Intérieurement du moins, à la manière des grands peintres qui parviennent dans le grand âge au sommet de leur art et de leur humanité, il jouit d’un crépuscule encore plus fécond que ne l’avait été sa jeunesse. Il écrit le 18 juillet 1831 à Jean-Jacques Ampère :

« J’espère que vous me faites l’honneur de me placer au-dessus de cette ambition vulgaire qui ne verrait pour elle, dans ce qui est, qu’une carrière interrompue et un système trompé. La chute d’une famille dans l’espèce humaine me paraît peser trop peu pour être comptée, si ce n’est dans ses rapports généraux avec les intérêts des peuples. Ensuite, cette chute m’a pris si tard, qu’en vérité il faudrait être bien fou pour déplorer le peu de jours qu’elle enlève à ma vie publique : elle me rend même un service en me mettant dans l’ombre des années où j’allais radoter. Je lui sais gré de m’avoir retranché brusquement du nombre des vivants. À votre âge, Monsieur, il faut soigner sa vie. Au mien, il faut soigner sa mort. L’avenir au-delà de la tombe est la jeunesse des hommes à cheveux blancs. Je veux user de cette seconde jeunesse un peu mieux que je n’ai fait de la première. »
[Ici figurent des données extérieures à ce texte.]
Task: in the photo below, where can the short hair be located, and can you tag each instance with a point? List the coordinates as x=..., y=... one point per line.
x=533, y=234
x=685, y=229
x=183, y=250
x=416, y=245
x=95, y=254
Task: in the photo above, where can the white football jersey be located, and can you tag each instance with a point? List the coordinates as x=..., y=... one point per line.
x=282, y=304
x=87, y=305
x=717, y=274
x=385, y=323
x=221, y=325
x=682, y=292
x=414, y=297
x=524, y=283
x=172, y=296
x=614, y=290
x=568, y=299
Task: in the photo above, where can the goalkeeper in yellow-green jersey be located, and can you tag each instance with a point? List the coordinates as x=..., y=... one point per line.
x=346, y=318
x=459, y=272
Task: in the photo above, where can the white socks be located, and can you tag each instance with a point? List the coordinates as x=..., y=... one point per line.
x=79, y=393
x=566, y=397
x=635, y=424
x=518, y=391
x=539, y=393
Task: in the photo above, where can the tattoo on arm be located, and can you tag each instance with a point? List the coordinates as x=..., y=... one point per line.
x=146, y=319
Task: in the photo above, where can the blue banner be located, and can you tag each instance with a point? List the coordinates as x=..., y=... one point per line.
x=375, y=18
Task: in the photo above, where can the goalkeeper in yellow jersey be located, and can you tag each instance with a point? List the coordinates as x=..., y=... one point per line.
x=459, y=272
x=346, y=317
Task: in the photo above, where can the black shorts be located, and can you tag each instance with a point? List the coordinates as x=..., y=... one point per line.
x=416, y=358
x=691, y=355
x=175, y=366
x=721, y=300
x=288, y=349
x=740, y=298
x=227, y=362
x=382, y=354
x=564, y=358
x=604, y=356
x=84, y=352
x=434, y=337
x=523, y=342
II retrouve ainsi, mais à un degré de maîtrise et d’expérience incomparable de la vie, et avec des ressources de métier multipliées, de l’autre côté de la ligne d’ombre, cet état créateur qui avait fait la joie sauvage de sa jeunesse misérable dans le grenier de Combourg, dans la solitude des forêts américaines, dans les galetas de Londres. À la date fictive de 1822, il peut écrire, avec une prodi­gieuse ironie qui fait la nouveauté et la vigueur à la Tacite des Mémoires recommencés en 1831 :

« Monsieur [le futur Charles X], qui m’a fait faire cette année des compliments de mes somptuosités, ne savait pas en 1793 qu’il existait non loin de lui un futur ministre lequel, en attendant ces grandeurs, jeûnait au-dessus d’un cimetière pour péché de fidélité. Je me félicite aujourd’hui d’avoir essayé du naufrage, entrevu la guerre, partagé les souffrances des classes les plus humbles de la société, comme je m’applaudis d’avoir rencontré, dans les temps de ma prospérité, l’injustice et la calomnie. J’ai profité à ces leçons : la vie, sans les maux qui la rendent grave, est un hochet d’enfant. »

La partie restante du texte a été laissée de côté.